Although we see improvement in the graph with lesser fluctuations in variances, we can see that the trend has reversed. For, this reason, we shall proceed with the Log-normal transformation.

Mean Stationarity

The Augmented Dickey-Fuller test (ADF test) is a standard statistical test used to test whether a given Time series is stationary or not. It is one of the most commonly used statistical tests for analyzing the stationarity of a series. It is based on the presence of unit root that indicates that the time series is non-stationary.

The null hypothesis in the ADF test is that the co-efficient of the first lag on Y is equal to 1. When the test statistic is lower than the critical value, we reject the null hypothesis and infer that the time series is stationary.

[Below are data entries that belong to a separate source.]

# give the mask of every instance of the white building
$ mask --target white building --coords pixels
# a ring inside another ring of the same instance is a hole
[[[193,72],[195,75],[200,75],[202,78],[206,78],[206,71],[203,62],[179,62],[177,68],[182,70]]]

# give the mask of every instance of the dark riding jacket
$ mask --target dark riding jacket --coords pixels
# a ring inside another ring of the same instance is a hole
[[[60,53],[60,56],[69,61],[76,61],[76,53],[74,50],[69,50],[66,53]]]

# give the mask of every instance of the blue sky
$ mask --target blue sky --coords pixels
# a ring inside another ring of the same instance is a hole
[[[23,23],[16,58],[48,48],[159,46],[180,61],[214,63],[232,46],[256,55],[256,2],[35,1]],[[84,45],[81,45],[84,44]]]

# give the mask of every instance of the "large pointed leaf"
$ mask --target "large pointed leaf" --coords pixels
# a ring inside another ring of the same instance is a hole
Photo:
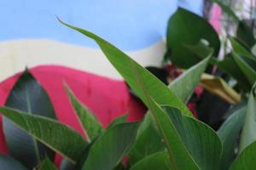
[[[256,43],[253,29],[247,26],[245,20],[239,22],[236,29],[236,37],[249,49]]]
[[[55,164],[49,158],[46,158],[41,164],[39,170],[57,170]]]
[[[158,105],[158,104],[160,104],[177,107],[183,113],[191,116],[191,113],[185,105],[165,84],[109,42],[88,31],[69,25],[66,26],[96,40],[110,62],[147,105],[154,116],[154,120],[167,148],[172,167],[173,169],[198,169],[198,166],[189,154],[174,125],[168,116]]]
[[[240,140],[239,151],[256,140],[256,84],[254,84],[247,104],[247,109]]]
[[[0,168],[3,170],[27,170],[20,162],[10,156],[0,154]]]
[[[166,151],[152,154],[131,167],[131,170],[155,169],[172,170],[170,160]]]
[[[226,13],[227,14],[229,14],[230,16],[231,16],[236,21],[239,21],[240,19],[238,18],[238,16],[234,13],[234,11],[226,4],[224,4],[223,3],[223,1],[221,0],[211,0],[213,3],[216,3],[218,4],[218,6],[222,8],[222,10]]]
[[[210,93],[219,96],[230,104],[235,105],[241,100],[241,95],[221,77],[203,74],[200,84]]]
[[[55,120],[7,107],[0,107],[0,112],[20,129],[73,162],[81,156],[87,146],[79,133]]]
[[[139,122],[126,122],[108,129],[90,150],[83,170],[112,170],[131,148]]]
[[[108,128],[111,128],[114,127],[115,125],[125,122],[127,116],[128,116],[128,114],[125,114],[125,115],[123,115],[121,116],[115,118],[113,121],[112,121],[109,123],[109,125],[108,126]]]
[[[256,142],[252,143],[238,156],[230,170],[255,170]]]
[[[218,131],[223,143],[223,153],[220,167],[227,169],[235,159],[236,139],[243,126],[246,114],[246,105],[239,105],[230,110],[228,115],[232,114],[224,122]]]
[[[250,91],[251,85],[248,79],[244,76],[242,71],[237,65],[234,57],[225,57],[224,60],[218,63],[218,68],[237,80],[239,85],[245,91]]]
[[[155,131],[152,116],[148,112],[138,129],[136,142],[129,153],[129,164],[133,165],[144,157],[162,151],[164,149],[164,143]]]
[[[79,116],[79,122],[83,127],[86,139],[90,142],[102,132],[102,124],[95,115],[76,98],[67,85],[66,85],[66,90],[75,113]]]
[[[214,55],[218,55],[220,42],[213,27],[201,16],[179,8],[168,22],[166,56],[179,67],[190,67],[201,59],[196,60],[195,54],[185,46],[201,41],[207,41],[209,47],[214,49]]]
[[[28,71],[25,71],[15,84],[5,105],[32,115],[55,119],[50,100]],[[54,159],[54,151],[37,142],[32,137],[17,128],[13,122],[3,118],[3,133],[9,155],[32,168],[48,156]]]
[[[240,67],[240,69],[243,71],[244,75],[251,82],[251,85],[253,85],[256,81],[256,71],[253,70],[250,66],[250,65],[246,62],[246,59],[243,59],[241,56],[239,56],[234,51],[232,52],[232,55],[234,56],[234,60]]]
[[[218,169],[222,144],[214,130],[196,119],[183,116],[177,109],[165,107],[165,110],[197,166],[201,169]]]
[[[61,20],[60,20],[61,21]],[[74,27],[66,23],[65,26],[79,31],[80,33],[94,39],[100,46],[108,60],[123,76],[130,87],[135,91],[137,96],[148,106],[148,96],[159,105],[166,105],[180,109],[183,114],[193,116],[192,113],[171,90],[145,68],[139,65],[124,52],[103,40],[98,36]]]
[[[205,71],[209,60],[210,57],[207,57],[189,68],[172,82],[168,88],[182,100],[187,102],[200,82],[201,76]]]

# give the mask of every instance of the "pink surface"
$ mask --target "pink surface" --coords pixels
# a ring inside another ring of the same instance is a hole
[[[220,34],[221,31],[221,8],[218,4],[214,3],[211,10],[209,22],[218,34]]]
[[[73,109],[65,92],[66,82],[74,94],[87,105],[104,127],[115,117],[129,113],[128,121],[142,119],[146,108],[130,96],[125,83],[63,66],[44,65],[31,69],[32,74],[46,90],[60,122],[81,134]],[[0,82],[0,105],[4,105],[20,74]],[[7,153],[0,116],[0,152]],[[59,160],[59,159],[58,159]]]

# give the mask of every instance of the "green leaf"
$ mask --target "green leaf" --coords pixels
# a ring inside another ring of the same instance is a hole
[[[131,170],[172,170],[169,156],[166,151],[152,154],[134,166]]]
[[[125,115],[123,115],[121,116],[119,116],[119,117],[115,118],[113,121],[112,121],[109,123],[108,128],[112,128],[115,125],[125,122],[127,116],[128,116],[128,114],[125,114]]]
[[[196,119],[182,115],[176,108],[166,106],[164,108],[175,126],[183,144],[198,167],[208,170],[218,169],[222,144],[215,131]],[[173,150],[172,148],[172,152]],[[187,162],[183,161],[183,163],[186,165]]]
[[[239,21],[240,19],[238,16],[234,13],[234,11],[226,4],[223,3],[223,1],[220,0],[211,0],[212,3],[216,3],[218,4],[218,6],[222,8],[222,10],[231,16],[236,21]]]
[[[55,164],[49,158],[46,158],[41,164],[39,170],[57,170]]]
[[[249,80],[251,85],[253,85],[256,80],[256,71],[254,71],[248,63],[246,62],[245,59],[241,56],[239,56],[234,51],[232,52],[232,55],[234,57],[235,61],[242,71],[246,77]]]
[[[200,84],[210,93],[219,96],[231,105],[237,104],[241,100],[241,95],[221,77],[205,73]]]
[[[248,79],[244,76],[233,57],[225,57],[224,60],[218,63],[218,65],[223,71],[237,80],[243,90],[249,91],[251,89]]]
[[[138,129],[136,142],[129,152],[129,164],[133,165],[144,157],[164,150],[164,143],[155,131],[152,115],[148,112],[145,115],[143,122]]]
[[[252,143],[238,156],[230,170],[254,170],[256,167],[256,142]]]
[[[182,100],[187,102],[194,93],[195,87],[198,85],[209,60],[210,57],[207,57],[187,70],[180,76],[172,82],[168,88]]]
[[[253,28],[248,26],[245,20],[239,22],[236,29],[236,37],[248,48],[251,48],[256,43]]]
[[[15,82],[5,105],[32,115],[55,119],[53,106],[46,92],[27,70]],[[16,128],[4,117],[3,128],[9,155],[29,168],[37,166],[45,156],[51,160],[54,159],[53,150],[37,142],[34,138]]]
[[[240,44],[239,42],[237,42],[234,38],[230,38],[230,41],[231,42],[233,50],[240,55],[242,55],[244,57],[248,57],[250,59],[255,60],[255,56],[253,56],[247,48],[245,48],[241,44]]]
[[[239,105],[230,110],[230,115],[218,131],[223,143],[223,153],[220,167],[227,169],[235,159],[236,140],[243,126],[246,114],[246,105]]]
[[[75,113],[79,117],[79,122],[83,127],[87,141],[90,142],[91,139],[102,132],[102,124],[98,122],[95,115],[76,98],[67,84],[65,88]]]
[[[20,162],[14,158],[0,154],[1,169],[4,170],[27,170]]]
[[[81,156],[87,146],[79,133],[55,120],[8,107],[0,107],[0,112],[19,128],[73,163]]]
[[[62,24],[65,23],[62,22]],[[199,169],[183,144],[174,125],[159,106],[159,105],[171,105],[191,116],[185,105],[165,84],[119,49],[90,31],[65,25],[96,40],[109,61],[149,108],[167,148],[172,167],[173,169]],[[214,150],[218,151],[218,147]]]
[[[148,106],[148,96],[150,96],[159,105],[177,107],[183,114],[193,116],[183,101],[172,93],[163,82],[119,48],[88,31],[72,26],[61,20],[60,22],[94,39],[108,60],[147,106]]]
[[[256,96],[254,84],[249,97],[245,122],[240,139],[239,152],[241,153],[247,145],[256,140]]]
[[[125,122],[108,129],[91,146],[84,170],[111,170],[131,148],[140,122]]]
[[[208,48],[212,48],[213,54],[218,55],[220,42],[212,26],[201,16],[179,8],[168,22],[166,56],[179,67],[190,67],[201,59],[196,59],[195,54],[185,47],[202,42],[207,42]],[[202,46],[197,48],[200,48],[201,51],[205,51]]]

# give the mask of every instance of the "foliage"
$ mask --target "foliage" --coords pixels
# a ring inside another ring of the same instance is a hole
[[[188,30],[184,20],[190,19],[197,24]],[[252,88],[256,79],[256,60],[236,38],[230,39],[233,51],[230,58],[218,60],[215,57],[220,43],[213,28],[202,18],[179,8],[169,20],[166,56],[188,70],[166,86],[110,42],[86,30],[60,22],[96,41],[148,111],[141,122],[125,122],[125,115],[103,129],[66,84],[83,136],[55,120],[46,92],[26,71],[12,89],[6,105],[0,107],[4,116],[4,135],[9,137],[9,149],[15,147],[20,151],[20,148],[26,152],[20,152],[19,156],[1,156],[1,166],[10,170],[56,169],[52,153],[58,153],[65,158],[61,169],[235,170],[256,167],[255,86]],[[243,37],[244,41],[246,37]],[[208,64],[218,65],[229,75],[228,79],[206,76]],[[236,90],[225,82],[230,77],[237,81]],[[196,119],[186,106],[199,82],[232,104],[240,104],[227,112],[229,118],[218,131]],[[27,93],[28,89],[35,93]],[[21,137],[14,135],[15,132],[30,142],[29,147],[17,142]],[[238,145],[239,153],[236,152]],[[31,148],[35,151],[29,151]],[[126,164],[122,162],[124,156],[129,158]]]

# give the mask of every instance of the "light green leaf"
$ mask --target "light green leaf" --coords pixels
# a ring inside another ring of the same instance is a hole
[[[255,170],[256,142],[247,146],[231,165],[230,170]]]
[[[125,122],[127,116],[128,116],[128,114],[125,114],[125,115],[123,115],[121,116],[115,118],[113,121],[112,121],[109,123],[108,128],[111,128],[114,127],[115,125]]]
[[[251,85],[253,85],[256,80],[256,71],[246,62],[245,59],[239,56],[236,52],[232,52],[232,56],[240,69],[249,80]]]
[[[41,164],[39,170],[57,170],[55,164],[49,158],[46,158]]]
[[[0,168],[3,170],[27,170],[20,162],[14,158],[0,154]]]
[[[67,84],[65,85],[65,88],[75,113],[79,117],[79,122],[83,127],[86,139],[88,142],[90,142],[91,139],[102,132],[102,124],[98,122],[95,115],[76,98]]]
[[[91,146],[83,170],[111,170],[131,148],[139,122],[125,122],[108,129]]]
[[[164,108],[186,150],[200,169],[218,169],[222,144],[215,131],[196,119],[182,115],[177,109]]]
[[[223,143],[223,153],[220,167],[227,169],[235,159],[236,140],[243,126],[246,105],[239,105],[230,110],[230,115],[218,131]]]
[[[18,128],[72,162],[75,162],[81,156],[87,146],[79,133],[55,120],[8,107],[0,107],[0,112]]]
[[[32,115],[56,119],[52,104],[39,82],[26,70],[15,82],[5,106]],[[55,152],[3,117],[3,128],[9,156],[29,168],[36,167],[47,156],[53,160]]]
[[[172,82],[168,86],[171,91],[172,91],[172,93],[178,96],[182,100],[187,102],[194,93],[195,87],[198,85],[209,60],[210,57],[202,60],[201,62],[187,70],[180,76]]]
[[[193,116],[183,101],[172,93],[163,82],[119,48],[88,31],[72,26],[61,20],[60,22],[94,39],[108,60],[148,107],[149,106],[148,97],[150,97],[159,105],[177,107],[183,114]]]
[[[250,27],[245,20],[241,20],[238,24],[236,29],[236,37],[249,49],[255,44],[256,40],[254,38],[253,30]]]
[[[247,145],[256,140],[256,84],[252,88],[249,97],[245,122],[240,139],[239,152],[241,153]]]
[[[134,166],[131,170],[172,170],[169,156],[166,151],[152,154]]]
[[[213,3],[216,3],[218,4],[218,6],[222,8],[222,10],[226,13],[227,14],[229,14],[230,16],[231,16],[235,20],[239,21],[240,19],[238,18],[238,16],[234,13],[234,11],[226,4],[224,4],[223,3],[223,1],[221,0],[211,0]]]

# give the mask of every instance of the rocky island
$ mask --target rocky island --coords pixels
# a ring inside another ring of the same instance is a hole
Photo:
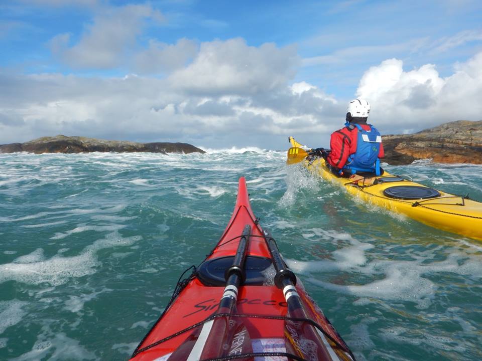
[[[382,137],[390,164],[431,158],[437,163],[482,164],[482,120],[457,120],[418,133]]]
[[[138,143],[105,140],[85,137],[57,135],[42,137],[25,143],[0,145],[0,153],[26,151],[42,153],[88,153],[90,152],[151,152],[153,153],[205,153],[186,143]]]

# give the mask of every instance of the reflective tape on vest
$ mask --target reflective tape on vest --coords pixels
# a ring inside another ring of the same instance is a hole
[[[382,136],[380,135],[377,136],[377,139],[375,140],[370,140],[370,138],[368,137],[368,134],[362,134],[362,139],[363,139],[364,141],[368,142],[369,143],[381,143],[382,142]]]

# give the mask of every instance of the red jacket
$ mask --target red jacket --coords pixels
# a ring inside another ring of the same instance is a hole
[[[367,124],[358,124],[366,130],[370,129],[370,126]],[[330,139],[330,147],[331,152],[326,158],[328,162],[333,166],[341,168],[344,166],[346,160],[350,154],[356,151],[356,142],[358,140],[358,128],[353,127],[346,126],[339,130],[333,132]],[[380,152],[379,158],[385,156],[383,145],[380,144]]]

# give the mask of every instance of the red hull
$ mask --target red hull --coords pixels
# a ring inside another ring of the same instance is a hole
[[[234,255],[239,236],[246,225],[251,226],[248,255],[270,259],[270,251],[263,238],[263,230],[258,224],[250,205],[246,181],[244,177],[242,177],[239,179],[237,199],[231,219],[216,247],[205,262]],[[224,244],[227,241],[229,242]],[[272,274],[272,277],[273,275]],[[308,317],[321,326],[323,330],[339,345],[342,345],[344,349],[347,349],[343,340],[321,311],[307,294],[299,279],[296,289]],[[206,286],[199,277],[194,277],[140,344],[132,360],[167,360],[167,355],[174,351],[191,335],[192,330],[172,337],[150,348],[148,348],[149,346],[193,324],[202,322],[213,314],[217,310],[224,289],[224,285]],[[242,285],[239,289],[236,306],[236,313],[242,315],[256,314],[286,316],[288,310],[283,292],[272,284]],[[285,332],[285,321],[283,319],[248,317],[243,318],[243,322],[253,342],[254,351],[255,347],[258,349],[261,347],[260,345],[264,344],[266,348],[263,349],[269,349],[271,347],[273,349],[278,350],[278,352],[281,352],[280,350],[286,342],[287,337],[290,338],[290,335]],[[351,359],[339,347],[334,347],[334,349],[332,349],[329,344],[333,344],[333,342],[328,341],[328,338],[325,337],[323,342],[326,341],[327,347],[330,349],[330,352],[333,355],[332,359]],[[257,345],[255,344],[257,343],[259,344]],[[286,349],[284,352],[287,352]],[[163,356],[165,357],[162,357]],[[286,360],[287,357],[267,359]]]

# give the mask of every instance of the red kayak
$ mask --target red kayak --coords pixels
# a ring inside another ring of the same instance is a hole
[[[258,224],[241,177],[234,212],[219,242],[178,283],[131,359],[355,358]]]

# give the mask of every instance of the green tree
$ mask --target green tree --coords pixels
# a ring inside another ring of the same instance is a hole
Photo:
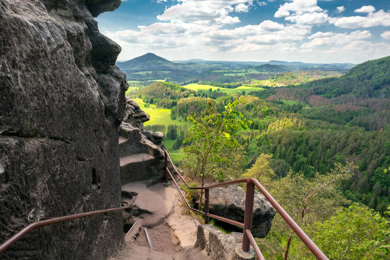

We perform the ADF test on the original closing price, log-transformed closing price, and the Box-Cox transformed closing price

GOOGL <- drop_na(GOOGL)

adf.test(x=GOOGL$GOOGL.Close)

## 
##  Augmented Dickey-Fuller Test
## 
## data:  GOOGL$GOOGL.Close
## Dickey-Fuller = 0.081803, Lag order = 15, p-value = 0.99
## alternative hypothesis: stationary

adf.test(x=GOOGL$GOOGL.log_close)

## 
##  Augmented Dickey-Fuller Test
## 
## data:  GOOGL$GOOGL.log_close
## Dickey-Fuller = -2.8746, Lag order = 15, p-value = 0.208
## alternative hypothesis: stationary

adf.test(x=GOOGL$GOOGL.bc_close)

## 
##  Augmented Dickey-Fuller Test
## 
## data:  GOOGL$GOOGL.bc_close
## Dickey-Fuller = -3.2656, Lag order = 15, p-value = 0.07657
## alternative hypothesis: stationary

We can see with the p-value that although it decreases dramatically after transformation, we can not confidently reject the null hypothesis at a 95% significance level.

To resolve the mean non-stationary aspect, we compute the first order lag of the closing price.

#Mean Stationary
GOOGL$GOOGL.log.Close_diff = GOOGL$GOOGL.log_close - lag(GOOGL$GOOGL.log_close)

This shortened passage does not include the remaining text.